Table 1 demonstrates the basic demographics and outcomes of the population studied, and are stratified based on quintiles of average PICU volume per quarter. The overall mortality rate was low (2.6%). Figures 1 and 2 graph PIM2 based Standardized Mortality Ratios (SMRs) per unit per quarter, against the volume of the unit per quarter for all patients (Figure 1; supplementary Figure E1 plots this relationship eliminating quarters with an SMR of 0), and patients with a PIM2 risk of mortality ≥ 4% (Figure 2). For all patients, as well as the more severely ill patients, there appears to be no obvious relationship between volume and mortality or SMR. The PIM2 SMR for the entire population is 1.04 with an AUCROC of 0.884 (95% CI 0.879 – 0.889).

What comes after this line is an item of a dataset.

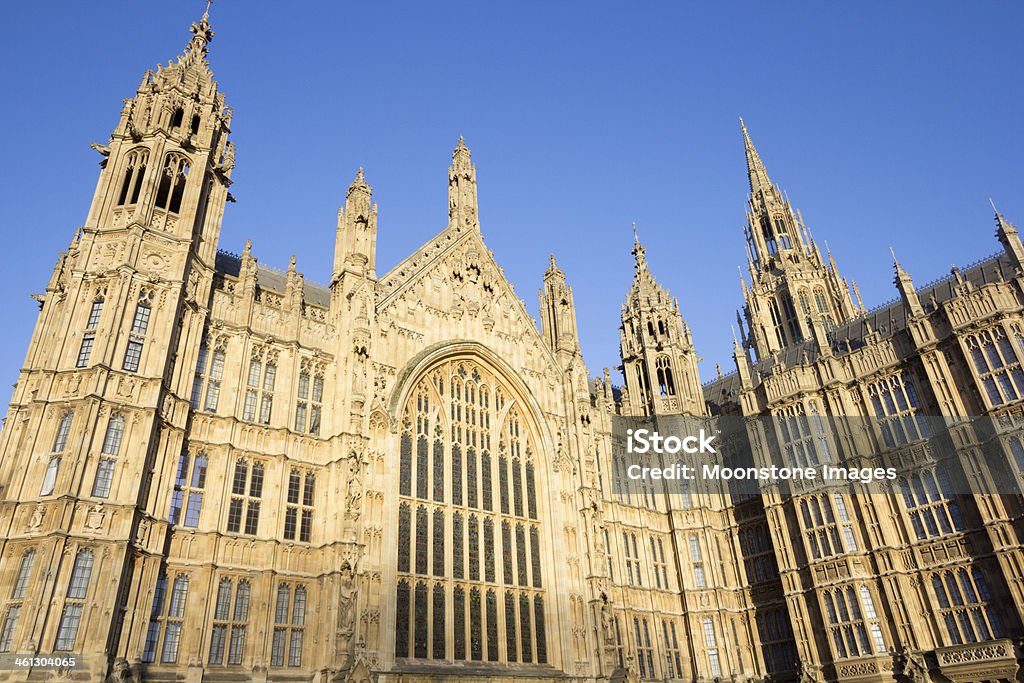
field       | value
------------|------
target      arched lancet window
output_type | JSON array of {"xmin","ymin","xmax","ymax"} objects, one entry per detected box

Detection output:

The PRISM III SMR for the entire population is 1.03 with an AUCROC of 0.915 (95% CI 0.910 – 0.919).

Table 1.

Demographics per quintile (stratified by volume bins)

Number of
PICUs
19 18 18 18 19
Volume/quarter
range
29 to 136 136 to187 187 to 264 264 to 389 389 to 876
Total n 12,167 25,408 30,437 49,434 69.197
Mortality (%) 2.7 2.6 2.6 2.6 2.6
Female (%) 44.7 43.9 44 44.1 44
24/7 attendings
(%)
15.8 44.4 72.2 61.1 57.9
Fellowship (%) 21.1 33.3 27.8 55.6 84.2
Postoperative
(%)
31.6 38.2 39.0 33.2 33.9
SMR PIM2 0.90 0.90 1.00 1.20 1.10
SMR PRISM III 1.00 0.90 1.10 1.10 1.00
African
American (%)
13.3 8.7 8.2 17.9 16.5
Caucasian (%) 49.4 39.1 21.4 46.1 38.2
Hispanic (%) 13.4 10.8 11 11.3 16.1

Figure 1.

Figure 1

PICU SMR as a function of volume per quarter. Quarters with an SMR of ≥ 5 (n=4) were removed for better visualization.

Figure 2.

Figure 2

PICU SMR for higher risk (PIM2 ROM ≥ 4%) patients vs. volume per quarter. Quarters with an SMR of ≥ 5 (n=4) were removed for better visualization.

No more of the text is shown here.